Garth Management Group – what should we know? What do you guys do best? What sets you apart from the competition?
Garth Management Group examines what organizations and individuals are doing to stay relevant and competitive in this fast-paced world, and which ones are doing it best. We then strategize using smart tools and global resources in order to understand the implications of every choice our clients can make. It’s important to me to be able to adapt and customize these tools for each of our clients.
GMG combines insights and skills to transform clients’ processes and strategies, and in turn, your company. We’re proud to help shape and improve how our clients’ structure and manage their business.

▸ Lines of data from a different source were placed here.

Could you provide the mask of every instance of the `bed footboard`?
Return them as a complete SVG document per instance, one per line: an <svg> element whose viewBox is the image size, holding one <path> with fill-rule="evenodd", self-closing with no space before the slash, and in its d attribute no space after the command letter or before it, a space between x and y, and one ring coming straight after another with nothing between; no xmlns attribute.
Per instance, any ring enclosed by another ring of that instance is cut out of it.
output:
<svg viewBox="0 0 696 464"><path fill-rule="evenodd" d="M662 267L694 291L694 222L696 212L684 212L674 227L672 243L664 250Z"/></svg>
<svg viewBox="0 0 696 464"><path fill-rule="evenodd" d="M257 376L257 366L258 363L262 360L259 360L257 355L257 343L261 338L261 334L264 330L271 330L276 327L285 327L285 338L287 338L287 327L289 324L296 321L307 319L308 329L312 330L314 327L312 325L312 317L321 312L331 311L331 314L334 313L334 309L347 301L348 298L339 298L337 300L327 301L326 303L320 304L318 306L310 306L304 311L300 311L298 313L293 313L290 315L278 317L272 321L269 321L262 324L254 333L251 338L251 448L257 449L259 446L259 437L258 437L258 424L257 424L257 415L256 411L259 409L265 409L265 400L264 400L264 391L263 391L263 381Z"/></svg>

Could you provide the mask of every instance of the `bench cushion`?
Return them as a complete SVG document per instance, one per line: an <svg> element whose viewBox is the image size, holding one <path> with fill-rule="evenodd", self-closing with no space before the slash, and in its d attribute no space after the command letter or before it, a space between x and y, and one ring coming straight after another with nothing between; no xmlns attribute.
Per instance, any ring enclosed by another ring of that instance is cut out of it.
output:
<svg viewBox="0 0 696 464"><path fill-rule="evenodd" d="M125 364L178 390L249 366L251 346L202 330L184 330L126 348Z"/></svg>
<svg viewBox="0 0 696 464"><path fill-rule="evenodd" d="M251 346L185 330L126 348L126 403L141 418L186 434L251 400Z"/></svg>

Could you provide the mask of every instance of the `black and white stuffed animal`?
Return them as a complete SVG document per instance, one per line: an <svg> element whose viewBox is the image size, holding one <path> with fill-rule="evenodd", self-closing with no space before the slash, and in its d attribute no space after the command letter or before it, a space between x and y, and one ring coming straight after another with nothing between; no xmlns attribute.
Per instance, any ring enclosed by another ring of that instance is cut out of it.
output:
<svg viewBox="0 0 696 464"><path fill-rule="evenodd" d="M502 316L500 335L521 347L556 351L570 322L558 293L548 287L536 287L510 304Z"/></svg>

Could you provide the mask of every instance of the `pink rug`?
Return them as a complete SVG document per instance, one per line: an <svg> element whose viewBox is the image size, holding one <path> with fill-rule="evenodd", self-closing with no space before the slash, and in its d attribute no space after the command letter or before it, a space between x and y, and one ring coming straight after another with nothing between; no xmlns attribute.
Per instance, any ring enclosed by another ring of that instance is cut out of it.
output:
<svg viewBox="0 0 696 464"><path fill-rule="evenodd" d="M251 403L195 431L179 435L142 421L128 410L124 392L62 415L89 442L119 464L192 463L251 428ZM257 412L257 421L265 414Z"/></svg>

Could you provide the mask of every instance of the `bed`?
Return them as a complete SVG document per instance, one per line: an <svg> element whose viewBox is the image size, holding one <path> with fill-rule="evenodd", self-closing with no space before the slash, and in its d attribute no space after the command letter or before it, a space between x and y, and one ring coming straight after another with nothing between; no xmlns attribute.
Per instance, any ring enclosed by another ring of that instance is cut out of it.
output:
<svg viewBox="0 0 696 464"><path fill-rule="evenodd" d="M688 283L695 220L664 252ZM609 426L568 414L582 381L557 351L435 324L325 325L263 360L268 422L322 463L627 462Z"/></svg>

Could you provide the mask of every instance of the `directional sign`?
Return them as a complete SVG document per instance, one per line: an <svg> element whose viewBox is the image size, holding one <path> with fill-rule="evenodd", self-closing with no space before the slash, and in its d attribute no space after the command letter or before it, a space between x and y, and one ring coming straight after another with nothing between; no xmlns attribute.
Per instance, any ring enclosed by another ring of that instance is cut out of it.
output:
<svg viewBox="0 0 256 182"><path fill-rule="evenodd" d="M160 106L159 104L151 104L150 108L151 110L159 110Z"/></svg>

GMG takes your business to the next level, particularly working with startups and talent looking to grow their brand or increase their business acumen. One reason why I started Garth Management Group is because I know so many talent people who just need some support on the business side—from publicity to talent management to business administration. I believe a team is necessary. It gives people space to do what they do and to do it well. As talent, you should be able to focus on your craft and trust that your business is supported and managed well and trustworthily.
Our work specializes with nonprofits, startups, and individual talent, and we also do work with seasoned organizations and professionals as well to bring fresh ideas, planning, and energy.
What moment in your career do you look back most fondly on?
I’m excited to be able to use lived experience along with educational opportunities– formal and informal — to create a brand truly designed to grow and strengthen creatives and agencies, tapping into inspiration and passion to marry with tact and skill. I’m looking forward to more effective, authentic, and unapologetic storytelling through my work with Garth Management Group and the AMAAD Institute.